La pregunta que da título a la entrada de esta semana tiene su miga, aunque quizá no tanta como la que tiene su respuesta. De hecho, se trata de un debate que durante largo tiempo se ha mantenido en el mundo de la lingüística (y que incluso ha saltado a la sociedad en general), sin que hoy por hoy se haya alcanzado claro consenso al respecto.
Uno de los argumentos más célebres que se esgrimen para afirmar que nuestro idioma es sexista consiste en que las palabras ligadas a atributos masculinos se usan para designar cosas positivas y las ligadas a atributos femeninos se usan solo para lo negativo. Ahí tenemos la palabra “cojonudo” (estupendo) frente a “coñazo” (tedioso), sin ir más lejos. Claro que este argumento no acaba de sostenerse, cuando pensamos en expresiones que pueden usarse de forma tanto positiva como negativa: si decimos de alguien “qué cojones tiene…”, podemos estar admirando su valentía, aunque también puede que estemos criticando su desfachatez, depende del contexto. Y luego hay palabras ligadas a atributos masculinos que describen una realidad claramente negativa, como el adjetivo “huevón”, que denota la pereza o pobreza de iniciativa de a quien se le aplica.
De un modo similar, también se esgrime el argumento de que la supuesta “deshonra” de la mujer se use como insulto. Y tal vez ahí la cosa sí esté más complicada de desmontar. Lo vemos en la expresión “hijo de puta” (menudo circunloquio para herir el ego masculino…). O en pares de palabras que tienen un signo totalmente opuesto según el género: “zorro” (astuto) frente a “zorra” (puta). Claro que también tenemos pares de palabras que, de forma tradicional y según el contexto, han tenido usos despectivos en ambos géneros: “perro/perra”…, aunque, sí, una vez más, en el caso femenino tiene unas connotaciones sexuales de las que carece el masculino.
Y hablando de pares: ¿qué podemos decir de ese “sexo fuerte” (el masculino, cómo no) frente a “sexo débil” (el femenino, faltaría más)? Cierto que, hoy por hoy, el DRAE recoge sus usos como irónico en el primer caso y despectivo o discriminatorio en el segundo. Pero insistimos: hoy por hoy. No viene de hace tiempo.

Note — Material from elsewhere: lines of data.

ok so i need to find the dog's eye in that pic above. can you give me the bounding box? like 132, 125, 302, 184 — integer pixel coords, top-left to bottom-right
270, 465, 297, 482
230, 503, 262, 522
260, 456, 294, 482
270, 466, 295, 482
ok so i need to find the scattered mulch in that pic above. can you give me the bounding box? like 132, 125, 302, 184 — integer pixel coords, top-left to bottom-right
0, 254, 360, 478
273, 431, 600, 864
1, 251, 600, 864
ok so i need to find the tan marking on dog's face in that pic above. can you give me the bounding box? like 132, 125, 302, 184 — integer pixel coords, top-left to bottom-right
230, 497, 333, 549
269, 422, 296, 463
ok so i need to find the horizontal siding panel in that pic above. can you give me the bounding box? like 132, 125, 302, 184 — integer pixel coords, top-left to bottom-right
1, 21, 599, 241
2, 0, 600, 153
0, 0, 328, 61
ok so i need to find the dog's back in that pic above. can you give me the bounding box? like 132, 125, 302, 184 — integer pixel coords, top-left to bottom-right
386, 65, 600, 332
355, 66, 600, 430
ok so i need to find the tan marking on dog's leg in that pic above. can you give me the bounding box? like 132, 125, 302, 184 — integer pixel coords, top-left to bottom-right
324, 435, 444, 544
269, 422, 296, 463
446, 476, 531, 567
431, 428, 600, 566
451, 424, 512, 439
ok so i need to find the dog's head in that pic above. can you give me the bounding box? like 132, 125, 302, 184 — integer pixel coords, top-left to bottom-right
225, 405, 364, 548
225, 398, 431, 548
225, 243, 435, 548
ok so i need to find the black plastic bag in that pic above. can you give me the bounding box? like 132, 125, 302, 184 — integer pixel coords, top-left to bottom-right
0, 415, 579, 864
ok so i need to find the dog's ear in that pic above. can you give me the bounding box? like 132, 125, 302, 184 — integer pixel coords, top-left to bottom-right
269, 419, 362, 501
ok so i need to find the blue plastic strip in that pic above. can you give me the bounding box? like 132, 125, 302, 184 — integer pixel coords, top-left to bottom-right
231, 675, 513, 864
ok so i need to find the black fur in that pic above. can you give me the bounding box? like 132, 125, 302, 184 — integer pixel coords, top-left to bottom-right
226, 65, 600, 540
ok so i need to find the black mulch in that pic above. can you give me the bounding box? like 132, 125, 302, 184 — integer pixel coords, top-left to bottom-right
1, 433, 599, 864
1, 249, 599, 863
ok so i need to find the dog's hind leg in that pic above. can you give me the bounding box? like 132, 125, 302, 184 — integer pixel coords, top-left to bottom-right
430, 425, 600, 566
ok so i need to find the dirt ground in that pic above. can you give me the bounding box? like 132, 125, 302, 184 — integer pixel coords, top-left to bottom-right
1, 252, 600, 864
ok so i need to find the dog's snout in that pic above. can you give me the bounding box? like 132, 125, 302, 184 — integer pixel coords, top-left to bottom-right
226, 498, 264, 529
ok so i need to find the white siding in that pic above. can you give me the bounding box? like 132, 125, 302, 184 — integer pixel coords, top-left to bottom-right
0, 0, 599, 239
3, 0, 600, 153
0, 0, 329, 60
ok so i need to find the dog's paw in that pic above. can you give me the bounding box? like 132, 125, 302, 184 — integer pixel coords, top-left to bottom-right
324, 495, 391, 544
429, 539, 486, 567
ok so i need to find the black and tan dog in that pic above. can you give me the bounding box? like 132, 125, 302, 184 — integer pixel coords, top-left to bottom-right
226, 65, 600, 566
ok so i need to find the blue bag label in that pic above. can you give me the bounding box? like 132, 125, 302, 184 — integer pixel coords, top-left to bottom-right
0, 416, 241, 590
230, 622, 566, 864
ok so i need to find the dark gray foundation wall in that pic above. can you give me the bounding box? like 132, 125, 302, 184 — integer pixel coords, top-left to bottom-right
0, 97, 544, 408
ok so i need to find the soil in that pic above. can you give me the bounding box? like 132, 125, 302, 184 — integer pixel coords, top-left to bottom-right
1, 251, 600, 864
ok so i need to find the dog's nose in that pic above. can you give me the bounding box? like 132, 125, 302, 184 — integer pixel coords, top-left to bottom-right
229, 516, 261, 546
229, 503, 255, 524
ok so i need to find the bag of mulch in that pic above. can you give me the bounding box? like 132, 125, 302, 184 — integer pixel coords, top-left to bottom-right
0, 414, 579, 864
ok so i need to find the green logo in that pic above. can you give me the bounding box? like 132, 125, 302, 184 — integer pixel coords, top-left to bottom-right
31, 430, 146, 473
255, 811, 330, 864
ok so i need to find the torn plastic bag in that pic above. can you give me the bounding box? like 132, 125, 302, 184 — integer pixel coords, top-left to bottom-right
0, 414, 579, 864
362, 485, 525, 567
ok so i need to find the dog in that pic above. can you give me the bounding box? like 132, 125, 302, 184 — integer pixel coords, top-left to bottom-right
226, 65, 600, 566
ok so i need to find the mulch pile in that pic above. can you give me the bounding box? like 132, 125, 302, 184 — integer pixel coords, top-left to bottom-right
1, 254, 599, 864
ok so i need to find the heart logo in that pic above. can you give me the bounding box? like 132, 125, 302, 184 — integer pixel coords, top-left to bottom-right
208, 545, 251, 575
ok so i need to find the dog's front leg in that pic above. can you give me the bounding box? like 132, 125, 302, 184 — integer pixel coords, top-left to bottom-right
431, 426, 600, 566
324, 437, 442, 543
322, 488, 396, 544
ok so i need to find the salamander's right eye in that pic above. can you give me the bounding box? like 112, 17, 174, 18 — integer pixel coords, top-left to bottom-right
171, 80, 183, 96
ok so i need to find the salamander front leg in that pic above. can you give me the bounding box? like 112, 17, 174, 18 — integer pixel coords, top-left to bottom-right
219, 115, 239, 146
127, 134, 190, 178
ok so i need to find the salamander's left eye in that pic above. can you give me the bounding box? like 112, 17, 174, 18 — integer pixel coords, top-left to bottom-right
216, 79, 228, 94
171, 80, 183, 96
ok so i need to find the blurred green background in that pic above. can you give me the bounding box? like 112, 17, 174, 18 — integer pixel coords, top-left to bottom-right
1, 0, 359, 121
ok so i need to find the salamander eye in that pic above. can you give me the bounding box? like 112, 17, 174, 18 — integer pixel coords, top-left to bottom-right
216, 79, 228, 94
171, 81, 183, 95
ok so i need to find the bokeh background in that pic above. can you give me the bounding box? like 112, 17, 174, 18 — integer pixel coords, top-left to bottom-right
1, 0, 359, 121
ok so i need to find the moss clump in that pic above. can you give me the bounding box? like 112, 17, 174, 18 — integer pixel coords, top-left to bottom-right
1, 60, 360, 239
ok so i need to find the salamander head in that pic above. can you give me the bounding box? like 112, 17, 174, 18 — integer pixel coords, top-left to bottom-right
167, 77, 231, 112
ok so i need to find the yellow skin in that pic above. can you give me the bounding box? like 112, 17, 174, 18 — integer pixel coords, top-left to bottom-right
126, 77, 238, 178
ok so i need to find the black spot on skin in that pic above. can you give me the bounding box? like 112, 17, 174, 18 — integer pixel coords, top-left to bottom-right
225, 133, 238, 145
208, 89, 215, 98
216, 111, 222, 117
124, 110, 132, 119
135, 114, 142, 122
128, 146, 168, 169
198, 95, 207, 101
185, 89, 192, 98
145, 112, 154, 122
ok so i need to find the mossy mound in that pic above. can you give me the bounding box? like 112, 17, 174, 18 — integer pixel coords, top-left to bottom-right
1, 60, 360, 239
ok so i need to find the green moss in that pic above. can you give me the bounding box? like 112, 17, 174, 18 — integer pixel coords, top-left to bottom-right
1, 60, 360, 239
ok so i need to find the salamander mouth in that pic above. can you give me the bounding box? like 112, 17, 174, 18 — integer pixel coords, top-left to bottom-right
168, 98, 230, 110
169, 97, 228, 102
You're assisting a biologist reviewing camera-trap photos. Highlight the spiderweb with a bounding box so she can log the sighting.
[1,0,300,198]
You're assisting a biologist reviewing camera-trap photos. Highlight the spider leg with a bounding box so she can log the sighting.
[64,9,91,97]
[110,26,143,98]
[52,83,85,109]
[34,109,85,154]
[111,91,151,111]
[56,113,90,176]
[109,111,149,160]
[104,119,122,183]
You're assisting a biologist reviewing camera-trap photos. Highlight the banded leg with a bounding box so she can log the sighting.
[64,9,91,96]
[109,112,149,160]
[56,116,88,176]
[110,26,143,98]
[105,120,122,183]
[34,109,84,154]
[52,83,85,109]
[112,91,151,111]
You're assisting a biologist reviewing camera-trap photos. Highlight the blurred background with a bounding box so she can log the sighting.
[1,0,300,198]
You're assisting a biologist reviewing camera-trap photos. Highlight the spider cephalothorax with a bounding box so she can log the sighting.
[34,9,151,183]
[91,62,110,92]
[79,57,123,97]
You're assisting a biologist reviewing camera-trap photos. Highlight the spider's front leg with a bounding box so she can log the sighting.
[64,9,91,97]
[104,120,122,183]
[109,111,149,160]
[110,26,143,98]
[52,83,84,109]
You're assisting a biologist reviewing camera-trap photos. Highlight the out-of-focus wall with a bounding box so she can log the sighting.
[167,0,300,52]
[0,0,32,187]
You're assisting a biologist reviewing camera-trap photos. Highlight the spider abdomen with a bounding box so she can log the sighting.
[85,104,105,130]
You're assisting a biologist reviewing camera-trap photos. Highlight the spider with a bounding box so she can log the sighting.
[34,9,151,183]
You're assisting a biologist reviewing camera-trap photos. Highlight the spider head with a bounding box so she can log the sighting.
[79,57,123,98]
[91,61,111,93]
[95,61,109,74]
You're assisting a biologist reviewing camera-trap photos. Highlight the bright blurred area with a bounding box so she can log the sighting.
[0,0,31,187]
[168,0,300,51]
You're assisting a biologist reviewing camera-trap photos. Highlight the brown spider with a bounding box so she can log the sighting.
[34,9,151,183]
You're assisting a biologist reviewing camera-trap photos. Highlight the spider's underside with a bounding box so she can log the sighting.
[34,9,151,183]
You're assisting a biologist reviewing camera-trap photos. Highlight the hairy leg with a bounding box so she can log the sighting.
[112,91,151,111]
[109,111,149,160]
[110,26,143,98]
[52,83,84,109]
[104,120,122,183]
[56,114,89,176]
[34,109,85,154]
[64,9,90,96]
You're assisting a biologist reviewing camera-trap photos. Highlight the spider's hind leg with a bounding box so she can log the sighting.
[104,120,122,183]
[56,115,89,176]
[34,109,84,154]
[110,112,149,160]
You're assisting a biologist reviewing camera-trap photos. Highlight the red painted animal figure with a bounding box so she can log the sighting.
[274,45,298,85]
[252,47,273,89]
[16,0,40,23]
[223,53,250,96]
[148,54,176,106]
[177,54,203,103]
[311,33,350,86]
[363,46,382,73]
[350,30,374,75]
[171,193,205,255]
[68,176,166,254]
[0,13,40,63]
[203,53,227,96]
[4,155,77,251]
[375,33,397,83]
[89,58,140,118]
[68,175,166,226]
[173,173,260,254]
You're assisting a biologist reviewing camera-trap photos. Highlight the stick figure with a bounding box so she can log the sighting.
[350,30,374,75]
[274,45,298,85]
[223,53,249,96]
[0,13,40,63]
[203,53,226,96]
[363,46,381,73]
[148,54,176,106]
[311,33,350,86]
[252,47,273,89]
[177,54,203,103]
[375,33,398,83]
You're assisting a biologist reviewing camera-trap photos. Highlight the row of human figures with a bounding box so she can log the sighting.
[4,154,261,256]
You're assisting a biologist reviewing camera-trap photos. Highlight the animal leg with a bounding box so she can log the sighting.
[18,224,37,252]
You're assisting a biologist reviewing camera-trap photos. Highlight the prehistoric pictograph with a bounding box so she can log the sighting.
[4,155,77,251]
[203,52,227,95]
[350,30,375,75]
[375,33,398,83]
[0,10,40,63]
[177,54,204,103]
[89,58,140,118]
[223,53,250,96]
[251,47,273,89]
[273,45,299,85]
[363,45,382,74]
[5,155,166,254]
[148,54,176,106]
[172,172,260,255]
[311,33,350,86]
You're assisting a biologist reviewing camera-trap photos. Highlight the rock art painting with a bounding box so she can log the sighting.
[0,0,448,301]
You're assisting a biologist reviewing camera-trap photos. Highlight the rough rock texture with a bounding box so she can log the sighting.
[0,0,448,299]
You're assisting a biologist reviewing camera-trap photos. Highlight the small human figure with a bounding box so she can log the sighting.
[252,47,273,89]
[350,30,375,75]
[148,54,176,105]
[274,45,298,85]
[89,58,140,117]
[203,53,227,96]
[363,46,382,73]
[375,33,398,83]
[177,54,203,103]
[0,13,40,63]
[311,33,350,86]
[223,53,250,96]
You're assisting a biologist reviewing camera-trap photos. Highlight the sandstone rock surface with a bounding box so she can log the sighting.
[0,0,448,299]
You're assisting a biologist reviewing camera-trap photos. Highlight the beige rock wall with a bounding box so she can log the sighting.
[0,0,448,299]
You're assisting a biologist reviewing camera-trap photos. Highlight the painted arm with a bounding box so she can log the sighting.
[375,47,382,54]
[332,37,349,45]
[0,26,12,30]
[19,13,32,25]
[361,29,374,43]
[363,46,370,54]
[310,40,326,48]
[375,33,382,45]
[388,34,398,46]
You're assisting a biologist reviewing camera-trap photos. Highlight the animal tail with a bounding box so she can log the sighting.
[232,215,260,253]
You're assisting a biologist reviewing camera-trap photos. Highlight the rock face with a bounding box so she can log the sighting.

Caso aparte sería el llamado masculino genérico, con el que se incluye cualquier género. Aunque cabría preguntarse hasta qué punto tiene razón de ser que sigamos usando con tal sentido “el hombre” (por mucho que la primera acepción con la que el DRAE recoge este sustantivo sea “ser animado racional, varón o mujer”), cuando podemos decir “las personas”, “los seres humanos” o “la humanidad”. Habrá quien critique que ese “el hombre” genérico ya suena incluso un poco rancio. Y quizá no le falte razón.
Por otro lado, cabría preguntarse por qué sigue existiendo la necesidad de forzar una distinción entre “modista” y “modisto” (echa un vistazo a las inexistentes diferencias entre sus respectivas acepciones en el DRAE, que te vas a llevar una sorpresa), cuando jamás se ha tenido necesidad de forzar una absurdísima distinción entre “economista” y “economisto” o entre “periodista” y “periodisto”. ¿A qué atiende que sí se haya necesitado (y recogido) esa forzadísima distinción entre “modista” y “modisto”? Ahí dejamos la pregunta retórica, pero lo que está claro que para algunos usos forzados hay más manga ancha que para otros.
Y hablando de usos forzados, donde quizá la solución sí se nos dificulte un poquito más (lo justo, no vayas a creerte) es en otro tipo de desdoblamientos de género. Aunque en eso no vamos a ahondar hoy, dado que ya lo hicimos en otra entrada de este mismo blog: https://edicionesnemo.es/el-desdoblamiento-de-genero
Podríamos seguir poniendo ejemplos, pero tal vez con esto baste para retomar la pregunta inicial: ¿es sexista nuestro idioma? Seguro que a estas alturas no lo tienes claro del todo. Y debemos admitir que tampoco nosotros. Hay quien asegura que el sexismo no está en el idioma, sino en el uso que de él hacemos; que es la realidad la que conforma las palabras, no al revés. Claro que también hay quien afirma que ninguna palabra es inocua, que todas ayudan a moldear de algún modo la realidad, aparte de describirla. Sea como sea, lo que está claro es que toda lengua es un ente vivo, cambiante. Y la nuestra no es una excepción. ¿Recuerdas cuando hablábamos de la expresión “qué cojones tiene…”? Podía ser tanto positiva (qué valiente) como negativa (qué desfachatez). Pues hoy también tenemos su equivalente femenino, quizá impensable hace dos siglos: “qué ovarios tiene la tía…”. Ahora solo falta esperar a que el DRAE recoja las respectivas acepciones nuevas. Tomemos asiento.